Mycobacterium tuberculosis (M.tb) manipulates host ferroptosis, a novel form of programmed cell death, to enhance its pathogenicity. However, the precise molecular mechanisms remain poorly be understood. A key feature of M.tb evolution is the set of eukaryotic-like secreted proteins that can modulate host immunological system. This study aimed to identify such proteins involved in host ferroptosis and their regulatory mechanisms. Our results showed that Rv2521, one of the secreted proteins, significantly promotes ferroptosis by modulating glutathione peroxidase 4 (GPX4) expression in M.tb-infected macrophages. Rv2521 downregulates GPX4 by binding to NF-κB, inhibiting NF-κB/p65 phosphorylation, thereby blocking the activation of NF-κB signaling pathway and reducing NF-κB/p65 occupancy at the GPX4 promoter. Importantly, these regulatory effects can be reversed using ferroptosis or NF-κB inhibitors. Additionally, our results found that Rv2521 directly interacts with NF-κB. Compared to wild-type and complemented strains, the Rv2521 knockout strain exhibited reduced survival and dissemination in macrophages due to the suppression of ferroptosis and the enhanced immune evasion. Collectively, our results identify a novel M.tb eukaryotic-like secreted protein involved in ferroptosis and provide new insights into M.tb-host interactions, offering potential host-directed therapy strategies for tuberculosis.

查看原文本刊更多论文

结核分枝杆菌Rv2521通过抑制NF-κB的活化促进嗜铁依赖性致病性。

结核分枝杆菌（M.tb）操纵宿主铁死亡，一种新的程序性细胞坏死形式，以提高其致病性。
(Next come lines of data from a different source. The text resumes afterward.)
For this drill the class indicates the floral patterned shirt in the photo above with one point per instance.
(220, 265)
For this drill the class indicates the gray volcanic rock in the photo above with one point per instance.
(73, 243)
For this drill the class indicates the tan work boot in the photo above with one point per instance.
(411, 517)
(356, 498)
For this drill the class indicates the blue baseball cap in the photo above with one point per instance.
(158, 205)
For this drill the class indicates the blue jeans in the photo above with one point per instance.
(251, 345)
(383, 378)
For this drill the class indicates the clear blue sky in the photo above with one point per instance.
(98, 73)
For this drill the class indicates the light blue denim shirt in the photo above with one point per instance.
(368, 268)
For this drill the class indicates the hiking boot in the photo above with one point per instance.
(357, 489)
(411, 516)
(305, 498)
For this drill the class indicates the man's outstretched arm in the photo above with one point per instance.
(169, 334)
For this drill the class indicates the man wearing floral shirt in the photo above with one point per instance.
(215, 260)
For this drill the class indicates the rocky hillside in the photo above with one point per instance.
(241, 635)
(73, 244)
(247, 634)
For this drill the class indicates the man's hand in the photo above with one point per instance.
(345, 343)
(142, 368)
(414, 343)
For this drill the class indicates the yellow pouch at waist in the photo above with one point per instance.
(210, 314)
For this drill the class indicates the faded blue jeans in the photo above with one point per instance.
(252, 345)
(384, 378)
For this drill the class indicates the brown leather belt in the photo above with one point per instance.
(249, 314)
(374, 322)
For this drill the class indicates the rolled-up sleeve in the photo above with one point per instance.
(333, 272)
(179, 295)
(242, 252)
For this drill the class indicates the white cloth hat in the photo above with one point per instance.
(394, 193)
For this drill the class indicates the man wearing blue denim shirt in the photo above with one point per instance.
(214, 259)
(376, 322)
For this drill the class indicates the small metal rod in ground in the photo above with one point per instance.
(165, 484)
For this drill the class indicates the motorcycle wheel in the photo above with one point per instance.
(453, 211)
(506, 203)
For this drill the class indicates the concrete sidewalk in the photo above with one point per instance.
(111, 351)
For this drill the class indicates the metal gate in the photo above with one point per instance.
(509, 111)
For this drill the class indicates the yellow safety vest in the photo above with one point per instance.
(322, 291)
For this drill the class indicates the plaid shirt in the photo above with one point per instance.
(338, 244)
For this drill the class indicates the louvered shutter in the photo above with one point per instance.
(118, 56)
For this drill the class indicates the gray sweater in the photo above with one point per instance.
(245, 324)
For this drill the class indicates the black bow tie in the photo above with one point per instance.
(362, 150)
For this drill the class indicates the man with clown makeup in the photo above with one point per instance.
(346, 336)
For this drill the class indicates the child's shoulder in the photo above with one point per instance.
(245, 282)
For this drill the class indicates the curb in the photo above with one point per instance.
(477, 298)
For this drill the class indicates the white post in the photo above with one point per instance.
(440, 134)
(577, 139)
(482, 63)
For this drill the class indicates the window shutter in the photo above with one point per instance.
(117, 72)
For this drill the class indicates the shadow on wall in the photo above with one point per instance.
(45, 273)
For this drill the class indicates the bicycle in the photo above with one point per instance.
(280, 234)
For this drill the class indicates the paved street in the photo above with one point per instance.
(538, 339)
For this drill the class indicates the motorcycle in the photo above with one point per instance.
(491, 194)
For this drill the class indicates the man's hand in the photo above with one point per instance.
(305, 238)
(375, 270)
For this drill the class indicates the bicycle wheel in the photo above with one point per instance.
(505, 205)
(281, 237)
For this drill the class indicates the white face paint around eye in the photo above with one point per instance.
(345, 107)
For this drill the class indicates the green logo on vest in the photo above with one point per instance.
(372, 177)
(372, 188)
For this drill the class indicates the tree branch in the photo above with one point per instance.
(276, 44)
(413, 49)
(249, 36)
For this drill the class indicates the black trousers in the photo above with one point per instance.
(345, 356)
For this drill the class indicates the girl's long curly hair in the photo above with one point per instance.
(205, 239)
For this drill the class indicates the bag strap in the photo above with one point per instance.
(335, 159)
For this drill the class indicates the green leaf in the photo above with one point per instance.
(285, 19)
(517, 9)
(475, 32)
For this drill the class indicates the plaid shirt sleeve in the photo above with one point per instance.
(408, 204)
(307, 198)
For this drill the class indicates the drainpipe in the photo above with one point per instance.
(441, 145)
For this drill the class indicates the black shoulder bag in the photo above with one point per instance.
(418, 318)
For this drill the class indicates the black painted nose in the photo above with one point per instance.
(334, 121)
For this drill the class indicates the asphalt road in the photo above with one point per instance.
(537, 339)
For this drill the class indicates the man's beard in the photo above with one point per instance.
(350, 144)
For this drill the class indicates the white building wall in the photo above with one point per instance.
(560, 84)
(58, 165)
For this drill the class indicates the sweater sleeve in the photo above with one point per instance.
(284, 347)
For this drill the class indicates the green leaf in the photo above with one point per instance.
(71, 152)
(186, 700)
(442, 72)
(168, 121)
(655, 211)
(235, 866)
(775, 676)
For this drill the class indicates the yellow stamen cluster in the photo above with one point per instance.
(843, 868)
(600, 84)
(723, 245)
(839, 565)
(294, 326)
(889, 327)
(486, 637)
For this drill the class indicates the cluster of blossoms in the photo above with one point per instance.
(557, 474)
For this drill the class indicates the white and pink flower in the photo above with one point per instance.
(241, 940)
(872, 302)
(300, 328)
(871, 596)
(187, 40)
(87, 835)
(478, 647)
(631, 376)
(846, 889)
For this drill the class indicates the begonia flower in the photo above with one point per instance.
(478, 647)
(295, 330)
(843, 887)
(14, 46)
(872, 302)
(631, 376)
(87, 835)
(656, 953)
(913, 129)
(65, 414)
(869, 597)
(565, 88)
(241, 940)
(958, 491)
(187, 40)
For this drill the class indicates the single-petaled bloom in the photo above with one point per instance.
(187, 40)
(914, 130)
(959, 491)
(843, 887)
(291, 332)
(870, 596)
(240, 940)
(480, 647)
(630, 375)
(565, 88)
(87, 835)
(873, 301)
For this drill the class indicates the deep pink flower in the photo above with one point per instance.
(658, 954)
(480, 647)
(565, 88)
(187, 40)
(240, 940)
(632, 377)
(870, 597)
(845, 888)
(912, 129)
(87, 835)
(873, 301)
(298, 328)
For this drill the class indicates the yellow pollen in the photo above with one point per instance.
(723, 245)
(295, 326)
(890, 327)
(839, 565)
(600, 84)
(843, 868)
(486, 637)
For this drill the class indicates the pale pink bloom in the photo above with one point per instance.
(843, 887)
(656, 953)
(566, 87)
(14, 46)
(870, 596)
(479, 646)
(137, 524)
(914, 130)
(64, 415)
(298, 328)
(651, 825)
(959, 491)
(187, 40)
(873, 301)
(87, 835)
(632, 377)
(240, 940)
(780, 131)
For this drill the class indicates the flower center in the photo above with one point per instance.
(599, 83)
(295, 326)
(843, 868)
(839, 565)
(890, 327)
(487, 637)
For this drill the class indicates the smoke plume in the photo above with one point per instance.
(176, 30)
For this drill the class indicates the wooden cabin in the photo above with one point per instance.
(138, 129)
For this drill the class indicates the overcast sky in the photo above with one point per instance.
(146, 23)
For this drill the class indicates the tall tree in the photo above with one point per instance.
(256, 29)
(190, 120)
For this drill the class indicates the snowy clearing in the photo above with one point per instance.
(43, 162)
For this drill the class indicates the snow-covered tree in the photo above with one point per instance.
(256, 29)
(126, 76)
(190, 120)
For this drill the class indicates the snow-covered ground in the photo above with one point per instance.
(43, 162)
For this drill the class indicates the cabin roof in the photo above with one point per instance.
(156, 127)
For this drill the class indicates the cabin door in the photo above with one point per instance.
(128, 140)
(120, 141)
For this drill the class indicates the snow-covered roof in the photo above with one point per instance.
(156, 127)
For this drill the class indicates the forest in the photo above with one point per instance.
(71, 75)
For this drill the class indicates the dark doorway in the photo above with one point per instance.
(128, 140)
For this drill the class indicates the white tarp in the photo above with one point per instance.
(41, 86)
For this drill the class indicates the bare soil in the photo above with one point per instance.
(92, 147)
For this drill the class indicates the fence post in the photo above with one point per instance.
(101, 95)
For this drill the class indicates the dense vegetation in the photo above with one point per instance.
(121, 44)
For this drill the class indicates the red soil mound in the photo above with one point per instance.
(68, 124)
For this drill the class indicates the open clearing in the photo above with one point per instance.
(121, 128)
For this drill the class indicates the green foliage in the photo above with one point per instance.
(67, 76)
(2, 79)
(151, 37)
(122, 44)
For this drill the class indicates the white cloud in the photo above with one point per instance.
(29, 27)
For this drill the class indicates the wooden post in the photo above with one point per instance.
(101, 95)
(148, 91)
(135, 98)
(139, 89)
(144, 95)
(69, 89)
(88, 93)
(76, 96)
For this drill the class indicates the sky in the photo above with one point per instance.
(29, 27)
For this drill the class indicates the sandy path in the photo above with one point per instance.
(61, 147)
然而，精确的分子机制仍然知之甚少。结核分枝杆菌进化的一个关键特征是一组可以调节宿主免疫系统的真核样分泌蛋白。本研究旨在鉴定参与宿主铁下垂的蛋白及其调控机制。我们的研究结果表明，其中一种分泌蛋白Rv2521通过调节m.tb感染巨噬细胞的谷胱甘肽过氧化物酶4 （GPX4）的表达，显著促进铁死亡。Rv2521通过结合NF-κB下调GPX4，抑制NF-κB/p65磷酸化，从而阻断NF-κB信号通路激活，减少NF-κB/p65在GPX4启动子上的占用。重要的是，这些调节作用可以使用铁下垂或NF-κB抑制剂逆转。此外，我们的研究结果发现Rv2521直接与NF-κB相互作用。与野生型和补充型菌株相比，Rv2521敲除菌株由于抑制铁凋亡和增强免疫逃避，在巨噬细胞中存活和传播降低。总之，我们的研究结果确定了一种新的结核分枝杆菌真核样分泌蛋白参与铁死亡，并为结核分枝杆菌-宿主相互作用提供了新的见解，为结核病提供了潜在的宿主导向治疗策略。

本文章由计算机程序翻译，如有差异，请以英文原文为准。

求助全文

约1分钟内获得全文求助全文

来源期刊

International Journal of Biological Macromolecules 生物-生化与分子生物学

CiteScore

13.70

自引率

9.80%

发文量

2728

审稿时长

64 days

期刊介绍： The International Journal of Biological Macromolecules is a well-established international journal dedicated to research on the chemical and biological aspects of natural macromolecules. Focusing on proteins, macromolecular carbohydrates, glycoproteins, proteoglycans, lignins, biological poly-acids, and nucleic acids, the journal presents the latest findings in molecular structure, properties, biological activities, interactions, modifications, and functional properties. Papers must offer new and novel insights, encompassing related model systems, structural conformational studies, theoretical developments, and analytical techniques. Each paper is required to primarily focus on at least one named biological macromolecule, reflected in the title, abstract, and text.